Attending online nursing school can be far more convenient than attending a bricks and mortar institution. Not that we are knocking the in-person experience. Either approach to can be a great way to advance your employment prospects and opportunities. If you are a nursing student with a between-semester break, you may wish to consider what more you could be doing to advance your nursing career.
Prepare for the NCLEX
It is never too soon to study for and prepare to take the NCLEX-RN exam. Even if you are a first or second-year nursing student, it will pay to prepare for the all-important NCLEX as you go through school. Studying during your precious free time may not be the most appealing task, but it will pay dividends in the long run. Slow and steady wins the RN licensure race, and this is one way to pace yourself. Later, when classes are back in session, you may be too busy to study for the NCLEX.
Consider a Nurse Internship
Internships can be a great way to combine two objectives that are near and dear to your heart: making some money, and advancing your skills and knowledge as a nurse. Summer break may signal total relaxation time to some students, but not everyone can afford to be idle for long. A nursing internship, sometimes referred to as a nursing student externship, can also be a great way to explore nursing specialties you might be interested in, but which you may not necessarily have encountered yet.

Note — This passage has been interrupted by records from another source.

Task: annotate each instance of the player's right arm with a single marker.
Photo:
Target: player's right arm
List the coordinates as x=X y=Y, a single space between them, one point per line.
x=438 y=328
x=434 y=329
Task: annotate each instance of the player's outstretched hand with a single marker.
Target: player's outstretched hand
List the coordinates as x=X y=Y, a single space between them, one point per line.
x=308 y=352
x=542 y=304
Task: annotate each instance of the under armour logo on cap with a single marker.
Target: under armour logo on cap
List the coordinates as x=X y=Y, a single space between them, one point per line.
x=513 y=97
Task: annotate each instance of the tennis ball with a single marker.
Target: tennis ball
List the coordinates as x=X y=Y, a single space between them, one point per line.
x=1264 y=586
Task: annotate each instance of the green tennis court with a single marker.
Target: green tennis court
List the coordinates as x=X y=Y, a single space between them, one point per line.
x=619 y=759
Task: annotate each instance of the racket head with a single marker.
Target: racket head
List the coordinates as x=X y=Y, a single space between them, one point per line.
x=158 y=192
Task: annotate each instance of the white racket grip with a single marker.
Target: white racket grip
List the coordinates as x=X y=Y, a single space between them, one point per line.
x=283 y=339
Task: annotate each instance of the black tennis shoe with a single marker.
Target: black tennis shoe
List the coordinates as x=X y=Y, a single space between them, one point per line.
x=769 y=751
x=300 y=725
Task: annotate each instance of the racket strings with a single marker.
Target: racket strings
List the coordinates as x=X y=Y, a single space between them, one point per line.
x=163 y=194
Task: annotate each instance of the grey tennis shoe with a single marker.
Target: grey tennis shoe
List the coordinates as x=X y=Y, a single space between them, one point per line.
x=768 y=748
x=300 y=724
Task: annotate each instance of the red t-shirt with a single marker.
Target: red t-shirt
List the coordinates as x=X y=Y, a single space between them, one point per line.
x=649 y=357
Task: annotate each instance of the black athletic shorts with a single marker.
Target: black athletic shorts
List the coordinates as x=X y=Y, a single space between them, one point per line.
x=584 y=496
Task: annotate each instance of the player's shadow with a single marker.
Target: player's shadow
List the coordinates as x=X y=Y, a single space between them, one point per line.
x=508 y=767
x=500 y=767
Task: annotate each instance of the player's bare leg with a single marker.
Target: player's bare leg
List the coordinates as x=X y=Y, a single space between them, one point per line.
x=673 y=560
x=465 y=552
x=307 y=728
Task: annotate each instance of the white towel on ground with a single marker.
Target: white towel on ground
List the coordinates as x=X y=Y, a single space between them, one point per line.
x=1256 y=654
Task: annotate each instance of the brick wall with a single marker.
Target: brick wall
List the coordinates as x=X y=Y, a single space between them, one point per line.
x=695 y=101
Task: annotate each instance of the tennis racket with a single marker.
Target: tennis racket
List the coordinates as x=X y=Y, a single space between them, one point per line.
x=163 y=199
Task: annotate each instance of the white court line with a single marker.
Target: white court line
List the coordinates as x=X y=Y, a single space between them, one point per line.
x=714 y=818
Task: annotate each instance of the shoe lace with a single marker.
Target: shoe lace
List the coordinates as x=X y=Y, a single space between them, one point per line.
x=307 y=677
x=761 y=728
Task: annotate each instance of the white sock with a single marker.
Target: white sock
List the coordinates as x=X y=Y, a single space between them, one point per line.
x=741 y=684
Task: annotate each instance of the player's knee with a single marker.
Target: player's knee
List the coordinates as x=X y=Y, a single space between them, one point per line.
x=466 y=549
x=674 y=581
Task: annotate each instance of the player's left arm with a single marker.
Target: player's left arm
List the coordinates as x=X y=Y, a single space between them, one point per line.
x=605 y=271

Landing a coveted internship position will necessarily involve interviewing; another plus for you. Even if you fail to land a slot, you will have benefitted from the experience of preparing your resume and honing your interviewing skills.
Some nursing schools actually give credit for summer internships. Even better, if you intern in a specialty that eventually appeals to you, your time spent as an intern can serve as a sort of extended job interview. Once you complete your degree, and pass the NCLEX-RN, the employer you already worked with may be inclined to offer you a job immediately, having already become familiar with you, your work habits, and your attitude.
Many programs require you to have already completed at least one clinical rotation. For those who qualify for internships, the entire experience can serve as a sort of extended hands-on rotation in a given area of specialization.
Working in a hospital or clinic as an intern also provides you with some excellent inside-track opportunities to network with professionals who may be in a position to benefit you or your career in the long run. Even if you do not land an internship, consider other ways to expand your network of professional contacts. The more the better, especially if you have made a good impression as you have gone along. Consider joining a nursing association to further develop your contacts in the industry.
Investigate Prospective Employers
Taking a little time off to relax in between nursing school semesters certainly makes sense. But that does not mean you need to lose ground. If you are really focused on advancing your career, take the initiative and begin investigating potential employers in your town or city, now. Track their job openings, take note of any special requirements they are seeking to fill those positions, and perhaps adjust your future learning and/or certification goals to align with what employers are routinely seeking.